Ils ont dû tout d'abord simplement suivre des traces. Celles des animaux qui eux-mêmes en suivaient, qui dessinent si rapidement de petits sentiers au sol, contournent les buissons, enjambent les ruisseaux, et dont on sait qu'ils mèneront, nécessairement, quelque part.
Des chevreuils, des cerfs, de biches, puis de renards eux-mêmes les suivant et des loups, des mammifères qui vont et viennent sans cesse et qui leur ont ouvert des voies.

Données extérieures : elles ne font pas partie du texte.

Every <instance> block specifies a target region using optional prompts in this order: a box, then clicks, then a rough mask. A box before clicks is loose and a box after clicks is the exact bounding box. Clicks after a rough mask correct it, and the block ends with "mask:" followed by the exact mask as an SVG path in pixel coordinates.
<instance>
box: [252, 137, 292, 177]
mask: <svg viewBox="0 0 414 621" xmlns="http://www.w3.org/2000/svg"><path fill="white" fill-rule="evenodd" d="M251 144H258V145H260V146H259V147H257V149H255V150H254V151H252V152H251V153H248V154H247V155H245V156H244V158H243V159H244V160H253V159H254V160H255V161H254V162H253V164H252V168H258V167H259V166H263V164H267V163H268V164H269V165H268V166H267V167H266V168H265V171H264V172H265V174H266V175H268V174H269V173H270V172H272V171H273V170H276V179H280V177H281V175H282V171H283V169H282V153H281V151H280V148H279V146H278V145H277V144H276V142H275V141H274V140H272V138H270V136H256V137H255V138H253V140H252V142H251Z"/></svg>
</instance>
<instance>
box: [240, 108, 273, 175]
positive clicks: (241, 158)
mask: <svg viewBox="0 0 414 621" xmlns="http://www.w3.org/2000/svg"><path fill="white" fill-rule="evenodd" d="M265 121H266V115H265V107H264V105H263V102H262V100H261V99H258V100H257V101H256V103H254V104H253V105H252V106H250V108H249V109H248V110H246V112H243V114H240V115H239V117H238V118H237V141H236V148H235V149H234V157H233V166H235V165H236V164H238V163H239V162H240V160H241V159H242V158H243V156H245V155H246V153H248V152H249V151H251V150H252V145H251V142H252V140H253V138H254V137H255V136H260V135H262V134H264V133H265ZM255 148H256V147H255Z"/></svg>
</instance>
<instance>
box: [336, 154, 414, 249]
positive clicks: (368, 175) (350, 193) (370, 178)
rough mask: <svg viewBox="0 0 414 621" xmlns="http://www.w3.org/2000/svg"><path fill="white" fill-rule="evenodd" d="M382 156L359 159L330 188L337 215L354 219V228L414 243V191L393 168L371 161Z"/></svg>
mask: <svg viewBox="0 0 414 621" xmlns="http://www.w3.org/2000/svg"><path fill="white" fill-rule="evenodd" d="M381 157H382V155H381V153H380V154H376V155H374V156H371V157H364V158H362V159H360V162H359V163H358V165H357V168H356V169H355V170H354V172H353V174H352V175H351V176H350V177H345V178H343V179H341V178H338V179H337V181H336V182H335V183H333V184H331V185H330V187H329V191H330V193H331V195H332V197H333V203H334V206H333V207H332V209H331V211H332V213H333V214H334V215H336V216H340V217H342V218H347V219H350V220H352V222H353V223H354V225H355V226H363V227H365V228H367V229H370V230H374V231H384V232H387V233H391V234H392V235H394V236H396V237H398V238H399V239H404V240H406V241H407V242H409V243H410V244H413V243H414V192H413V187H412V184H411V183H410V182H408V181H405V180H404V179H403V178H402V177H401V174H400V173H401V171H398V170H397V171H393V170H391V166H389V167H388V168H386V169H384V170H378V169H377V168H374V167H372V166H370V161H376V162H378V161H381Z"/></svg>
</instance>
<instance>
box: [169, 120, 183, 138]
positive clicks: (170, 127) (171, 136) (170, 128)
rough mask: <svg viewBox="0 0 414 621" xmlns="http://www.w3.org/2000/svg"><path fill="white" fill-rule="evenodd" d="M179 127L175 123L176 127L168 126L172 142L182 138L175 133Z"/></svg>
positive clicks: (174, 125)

Ils n'avançaient pas dans un monde illisible, opaque et fermé mais dans un monde où vivre avait déjà balisé les sols, donné des directions, des flèches de feuilles ou d'herbes écrasées à utiliser comme rassurance et comme certitude.
Ils ont en même temps qu'ils apprenaient à avancer sans crainte, été tributaires des savoirs instinctuels d'espèces qui leur ont offert, avec leur premières expériences des voies possibles.
Les suivre d'abord, les poursuivre ensuite, mais en partageant les mêmes codes silencieux de cartographie des lieux.
Et, quand ils ont poussé de plus en plus loin leur avancée, et peut-être l'ont-ils poussée dès les premiers soubresauts de conscience, ils ont, encore, suivi ce qui était déjà dessiné de la connaissance des horizons à atteindre en penchant le nez au sol et en lisant les traces laissées par les passages, les territoires se suivant, les frénétiques allers et venues de la faune.
Par delà les collines, les marais, là-bas, au loin s'étalait à perte de vue la terre inconnue.
Désirable, désirable et effrayante. désirable parce qu'effrayante.
Et y accèder en se laissant guider par ces fils qui y tissaient leurs motifs permettait d'avancer devancé par des explorateurs qui s'y entendaient, qui savaient ce qu'il en était des distances et des signes qu'elles donnaient.
Ces marques, c'était la borne, la limite donnée par cette terre elle-même à son propre infini.
En toute confiance, donc, ils avançaient.